A review by qu33nofbookz
The Jefferson Key by Steve Berry

1.0

What a mess, this book needs a lot of editing to make it cohesive. It's like someone cut up the pages, tossed them in the air and picked them up and bound it all up for this book. It also isn't really what is advertised on the back. Women in this book are pretty in appearance but portrayed as inept cannon fodder except for the villainess. The pace is nonstop and unbelievable and just gets wilder and wilder. Also the government is blind, deaf and dumb, so is society. The pov shifts (there are WAY too many main characters and they have similar names) from page to page, paragraph to paragraph and even every other two sentences without any connections, lead-in, or relation to what just happened or was said just a sentence or two before. It gets confusing and is very annoying since the story, plot or pov gets jumbled. There is zero character development and the depth of the characters is as shallow as a tablespoon, they only have one feeling/emotion and their thinking is so single minded I am surprised they know what's happening around them at all. Also lots of talk/terms of a ship when there isn't one involved except briefly at the beginning and end of the story. A few scenes of graphic torture thrown in for shock value that don't need to be there at all.

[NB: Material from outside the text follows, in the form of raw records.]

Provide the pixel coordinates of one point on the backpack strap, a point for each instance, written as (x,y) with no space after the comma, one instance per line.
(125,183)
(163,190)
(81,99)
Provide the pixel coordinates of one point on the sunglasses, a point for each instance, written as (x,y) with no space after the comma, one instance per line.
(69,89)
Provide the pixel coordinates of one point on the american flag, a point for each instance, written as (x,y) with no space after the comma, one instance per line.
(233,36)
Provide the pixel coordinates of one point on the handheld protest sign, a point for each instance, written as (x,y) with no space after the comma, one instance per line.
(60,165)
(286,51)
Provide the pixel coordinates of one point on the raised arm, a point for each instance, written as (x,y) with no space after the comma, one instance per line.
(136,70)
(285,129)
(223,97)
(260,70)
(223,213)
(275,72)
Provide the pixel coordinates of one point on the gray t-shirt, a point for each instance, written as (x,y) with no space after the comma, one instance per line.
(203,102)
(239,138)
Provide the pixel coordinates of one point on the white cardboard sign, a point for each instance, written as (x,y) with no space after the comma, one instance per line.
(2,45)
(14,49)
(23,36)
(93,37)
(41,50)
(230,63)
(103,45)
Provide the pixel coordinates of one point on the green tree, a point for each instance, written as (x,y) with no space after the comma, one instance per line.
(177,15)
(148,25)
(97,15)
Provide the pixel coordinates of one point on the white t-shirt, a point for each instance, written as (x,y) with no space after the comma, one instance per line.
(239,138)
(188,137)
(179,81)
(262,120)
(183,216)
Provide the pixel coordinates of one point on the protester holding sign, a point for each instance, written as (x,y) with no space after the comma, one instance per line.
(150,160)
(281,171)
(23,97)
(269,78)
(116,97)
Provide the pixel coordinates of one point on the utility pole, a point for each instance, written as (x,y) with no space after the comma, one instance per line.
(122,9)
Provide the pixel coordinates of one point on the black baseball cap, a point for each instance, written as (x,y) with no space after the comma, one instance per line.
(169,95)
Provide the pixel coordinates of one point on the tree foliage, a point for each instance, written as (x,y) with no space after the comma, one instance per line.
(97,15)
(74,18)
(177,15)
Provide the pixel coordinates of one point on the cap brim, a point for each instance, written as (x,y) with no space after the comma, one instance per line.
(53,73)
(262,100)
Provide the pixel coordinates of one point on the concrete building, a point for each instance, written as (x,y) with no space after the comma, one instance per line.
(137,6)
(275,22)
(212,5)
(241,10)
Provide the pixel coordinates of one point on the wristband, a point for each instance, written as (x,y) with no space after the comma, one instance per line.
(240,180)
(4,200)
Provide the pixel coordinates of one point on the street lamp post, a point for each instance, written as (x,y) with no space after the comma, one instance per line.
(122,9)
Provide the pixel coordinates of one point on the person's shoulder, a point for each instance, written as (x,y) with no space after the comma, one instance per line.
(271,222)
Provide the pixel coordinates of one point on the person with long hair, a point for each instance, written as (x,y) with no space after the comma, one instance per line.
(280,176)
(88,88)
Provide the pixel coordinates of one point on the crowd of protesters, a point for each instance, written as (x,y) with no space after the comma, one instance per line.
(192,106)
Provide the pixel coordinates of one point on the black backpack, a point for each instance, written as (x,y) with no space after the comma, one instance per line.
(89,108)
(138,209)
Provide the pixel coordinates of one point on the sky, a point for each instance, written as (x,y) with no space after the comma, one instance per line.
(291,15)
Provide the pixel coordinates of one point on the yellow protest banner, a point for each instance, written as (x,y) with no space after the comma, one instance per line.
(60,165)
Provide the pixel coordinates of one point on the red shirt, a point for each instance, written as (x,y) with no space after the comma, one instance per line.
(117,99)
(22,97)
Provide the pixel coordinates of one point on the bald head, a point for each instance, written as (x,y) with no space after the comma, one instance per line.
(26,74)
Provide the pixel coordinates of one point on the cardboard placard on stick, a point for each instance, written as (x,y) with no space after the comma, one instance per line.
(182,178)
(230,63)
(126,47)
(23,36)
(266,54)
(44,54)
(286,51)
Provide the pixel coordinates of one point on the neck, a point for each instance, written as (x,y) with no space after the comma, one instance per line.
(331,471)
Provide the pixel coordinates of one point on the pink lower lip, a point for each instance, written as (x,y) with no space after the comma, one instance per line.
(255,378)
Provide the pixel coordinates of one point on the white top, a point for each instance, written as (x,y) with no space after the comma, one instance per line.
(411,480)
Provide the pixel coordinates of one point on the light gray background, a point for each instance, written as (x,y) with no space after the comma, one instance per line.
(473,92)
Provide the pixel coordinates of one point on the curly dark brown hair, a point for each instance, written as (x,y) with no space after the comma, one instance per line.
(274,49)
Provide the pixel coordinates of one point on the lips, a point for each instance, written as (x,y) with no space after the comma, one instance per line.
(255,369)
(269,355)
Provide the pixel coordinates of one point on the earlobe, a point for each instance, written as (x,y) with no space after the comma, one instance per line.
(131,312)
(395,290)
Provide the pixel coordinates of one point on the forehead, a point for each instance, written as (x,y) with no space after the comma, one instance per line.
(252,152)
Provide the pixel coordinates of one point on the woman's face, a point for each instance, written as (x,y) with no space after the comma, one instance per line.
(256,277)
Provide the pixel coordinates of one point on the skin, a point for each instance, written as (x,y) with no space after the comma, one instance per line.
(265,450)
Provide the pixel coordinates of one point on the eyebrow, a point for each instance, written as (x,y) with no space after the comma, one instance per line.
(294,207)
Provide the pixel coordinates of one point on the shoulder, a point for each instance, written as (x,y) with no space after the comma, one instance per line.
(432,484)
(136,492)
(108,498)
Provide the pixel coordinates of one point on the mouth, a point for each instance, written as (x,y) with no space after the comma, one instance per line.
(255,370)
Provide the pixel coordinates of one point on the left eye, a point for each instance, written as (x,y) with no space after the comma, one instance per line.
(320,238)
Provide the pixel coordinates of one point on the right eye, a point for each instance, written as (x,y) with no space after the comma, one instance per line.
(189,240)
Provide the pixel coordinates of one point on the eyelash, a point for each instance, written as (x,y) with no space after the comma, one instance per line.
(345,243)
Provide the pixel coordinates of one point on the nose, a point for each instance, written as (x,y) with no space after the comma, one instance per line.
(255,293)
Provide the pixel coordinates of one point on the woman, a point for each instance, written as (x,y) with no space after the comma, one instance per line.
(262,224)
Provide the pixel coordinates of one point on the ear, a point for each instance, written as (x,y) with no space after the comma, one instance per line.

Cotton Malone is summoned to a hotel room while on vacation with his girlfriend Cassiopeia by a former boss. When he gets there he stops the assassination President Danny Daniels and gets framed for it. But he knows the president who doesn't believe him guilty and points him in the direction of the real culprits. A modern day band of pirates who are angry that the power their families have abused for centuries is coming to an end and they are going to finally be punished for the abuse. There are many agencies that all have some kind of stake in this and they are all double-crossing and killing on another (in large quantities at an alarming pace that no one seems to care about) in a race to figure out a cipher that Thomas Jefferson used that can make the pirates invincible because of very broad language of the constitution.